About Me

Woman, reader, writer, wife, mother of two sons, sister, daughter, aunt, friend, state university professor, historian, Midwesterner by birth but marooned in the South, Chicago Cubs fan, Anglophile, devotee of Bruce Springsteen and the 10th Doctor Who, lover of chocolate and marzipan, registered Democrat, practicing Christian (must practice--can't quite get the hang of it)--and menopausal.
Names have been changed to protect the teenagers. As if.

Friday, May 21, 2010

Graceland

Driving from Baton Rouge to Chicago, listening to Paul Simon's Graceland album.

The album is, of course, a masterpiece, but the song "Graceland" is perfection. If Simon had done nothing at all in his life except write that song, he could have died knowing he had done great good in the world.

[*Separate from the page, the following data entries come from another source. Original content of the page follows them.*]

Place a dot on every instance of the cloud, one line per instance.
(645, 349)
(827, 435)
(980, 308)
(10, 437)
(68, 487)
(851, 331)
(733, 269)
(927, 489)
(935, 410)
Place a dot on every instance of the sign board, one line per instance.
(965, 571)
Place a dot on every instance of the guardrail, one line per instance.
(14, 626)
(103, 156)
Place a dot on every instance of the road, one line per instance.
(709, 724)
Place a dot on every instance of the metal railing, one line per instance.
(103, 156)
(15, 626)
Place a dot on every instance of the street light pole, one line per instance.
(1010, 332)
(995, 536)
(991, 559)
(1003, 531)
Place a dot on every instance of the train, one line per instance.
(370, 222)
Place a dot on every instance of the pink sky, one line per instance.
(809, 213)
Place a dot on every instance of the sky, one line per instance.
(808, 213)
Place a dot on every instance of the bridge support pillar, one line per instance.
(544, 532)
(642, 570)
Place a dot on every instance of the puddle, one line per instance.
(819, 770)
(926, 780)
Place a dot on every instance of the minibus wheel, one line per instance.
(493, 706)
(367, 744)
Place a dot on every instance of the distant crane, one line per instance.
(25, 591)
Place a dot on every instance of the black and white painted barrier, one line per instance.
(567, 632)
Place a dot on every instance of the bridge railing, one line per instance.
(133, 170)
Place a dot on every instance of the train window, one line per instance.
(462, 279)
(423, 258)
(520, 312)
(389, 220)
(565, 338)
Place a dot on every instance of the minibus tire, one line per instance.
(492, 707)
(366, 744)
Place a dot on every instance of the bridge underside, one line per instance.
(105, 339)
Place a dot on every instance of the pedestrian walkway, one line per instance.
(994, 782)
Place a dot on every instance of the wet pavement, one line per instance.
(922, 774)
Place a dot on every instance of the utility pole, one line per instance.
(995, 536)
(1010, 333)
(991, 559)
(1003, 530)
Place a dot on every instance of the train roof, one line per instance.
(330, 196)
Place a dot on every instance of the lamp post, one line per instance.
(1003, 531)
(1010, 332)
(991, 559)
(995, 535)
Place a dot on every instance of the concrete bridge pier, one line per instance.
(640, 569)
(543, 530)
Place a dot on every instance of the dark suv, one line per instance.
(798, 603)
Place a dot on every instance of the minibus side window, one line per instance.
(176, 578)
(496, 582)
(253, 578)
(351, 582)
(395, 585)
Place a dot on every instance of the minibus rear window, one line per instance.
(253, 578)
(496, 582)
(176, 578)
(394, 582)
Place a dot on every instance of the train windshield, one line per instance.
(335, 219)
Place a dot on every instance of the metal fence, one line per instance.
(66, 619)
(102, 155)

That evocative opening lyric:
The Mississippi Delta was shining
Like a National guitar

That brutal rendition of a love gone bad:
She comes back to tell me she's gone
As if I didn't know that
As if I didn't know my own bed
As if I'd never noticed
The way she brushed her hair from her forehead.

That wonderful description of life's craziness:
There's a girl in New York City
Who calls herself the human trampoline
And sometimes when I'm falling, flying
Or tumbling in turmoil I say
Oh, so this is what she means.

That account of heartbreak and loss:
Losing love
Is like a window in your heart
Everybody sees you're blown apart
Everybody sees the wind blow.

And, most of all, that breathtaking affirmation of redemption:
I've a reason to believe
We all will be received
In Graceland.

And all that's left to say is, amen.